損保ジャパン 生成AIが一次判定・社員の確認で精度向上図る 代理店業務品質評価システムをリリース Palantirのシステム活用
損保ジャパンは1月21日、2026年度に損害保険業界共通で開始される「代理店業務品質評価制度」の運営に先立ち、委託代理店の態勢整備の状況等を定性的に評価・判定するためのシステムを開発、昨年12月から運用を開始したと発表した。代理店が資料をアップロードすることで、複数の社員が複層的に判定を行うことができるほか、生成AIが一次判定を行い、社員が確認する機能を導入している。
2026年度から代理店業務品質評価を行う損害保険業界共通の枠組みとして、損保協会が主催する「代理店業務品質評価制度」の運用が始まる。損保ジャパンでは、損保業界を取り巻く環境変化に対応し、顧客本位の業務運営を実現するため、本制度運用開始に先駆けて、委託代理店の態勢整備状況を評価する仕組みを代理店手数料ポイント制度に導入している。態勢整備状況の評価・判定にあたっては、代理店の組織的なPDCAサイクルの構築状況を定性的に判定する仕組みで展開しているという。

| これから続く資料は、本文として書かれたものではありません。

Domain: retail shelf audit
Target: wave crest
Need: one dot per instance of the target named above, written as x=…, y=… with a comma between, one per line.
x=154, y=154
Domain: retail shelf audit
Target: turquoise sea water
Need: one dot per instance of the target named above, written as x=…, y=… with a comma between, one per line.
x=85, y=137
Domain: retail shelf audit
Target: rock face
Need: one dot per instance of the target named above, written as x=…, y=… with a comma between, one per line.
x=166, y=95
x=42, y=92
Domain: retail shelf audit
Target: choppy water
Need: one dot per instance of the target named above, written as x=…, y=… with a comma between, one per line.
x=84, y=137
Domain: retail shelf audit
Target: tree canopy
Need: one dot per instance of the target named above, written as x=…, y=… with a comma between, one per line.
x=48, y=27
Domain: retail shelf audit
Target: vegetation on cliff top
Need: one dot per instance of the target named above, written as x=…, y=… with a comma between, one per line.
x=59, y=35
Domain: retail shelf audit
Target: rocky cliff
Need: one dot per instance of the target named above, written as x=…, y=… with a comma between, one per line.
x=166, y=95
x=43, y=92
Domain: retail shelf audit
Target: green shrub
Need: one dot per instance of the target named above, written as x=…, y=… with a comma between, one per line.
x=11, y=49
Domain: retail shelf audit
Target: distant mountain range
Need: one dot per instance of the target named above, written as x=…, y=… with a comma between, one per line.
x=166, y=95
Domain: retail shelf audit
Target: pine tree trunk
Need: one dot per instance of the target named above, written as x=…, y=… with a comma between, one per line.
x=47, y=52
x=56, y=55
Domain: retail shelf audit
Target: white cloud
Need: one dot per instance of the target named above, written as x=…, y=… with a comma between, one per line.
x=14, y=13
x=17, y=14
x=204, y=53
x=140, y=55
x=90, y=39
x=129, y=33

新たに運用を開始した代理店業務品質評価システムは、 Palantir Technologies Japan ㈱(大原克之CEO、以下、Palantir)のデータ統合基盤「Palantir Foundry (注1)」およびAI基盤「Palantir AIP(Artificial Intelligence Platform)(注2)」を活用した生成AI搭載システム。
代理店業務品質評価では、代理店から提出された資料等をもとに、あらかじめ設定した項目と基準に沿って損保ジャパンの社員が判定を行うが、新たなシステムでは、システム上に資料をアップロードすることで、複数の社員が複層的に判定を行うことができるほか、LLM(大規模言語モデル)を使用した生成AIが一次判定を行い、社員が確認する機能を導入している。業務システムと生成AIを同一プラットフォーム上で構築することにより、社員による判定作業の誤りや判定結果のバラツキを抑制するとともに、判定業務に伴う作業時間短縮を実現するものとなっている。
同システムは、25年度の取組評価項目における定性判定から利用を開始し、順次機能を拡張したうえで、26年度から本格展開が開始される「代理店業務品質評価制度」の損保ジャパンでの運用にも活用、26年7月の手数料体系から導入していく予定。代理店から提出された自己チェック結果に対するフィードバックの目線の統一や精度の向上を図り、代理店との対話や指導の質の向上を目指すとしている。
(注1)さまざまなシステムに分散した大規模データを統合管理するPalantirのプラットフォーム。
(注2)企業や公的機関が自らのガバナンスとセキュリティのもとで、LLMやAIエージェントを業務プロセスに安全に組み込み、運用するためのPalantirのプラットフォーム。役割に応じた権限管理や運用統制、ヒューマン・イン・ザ・ループ設計を備えており、 Palantir Foundry と連携することで、組織内のデータ分析や業務自動化のためのAI活用を短期間で実現する。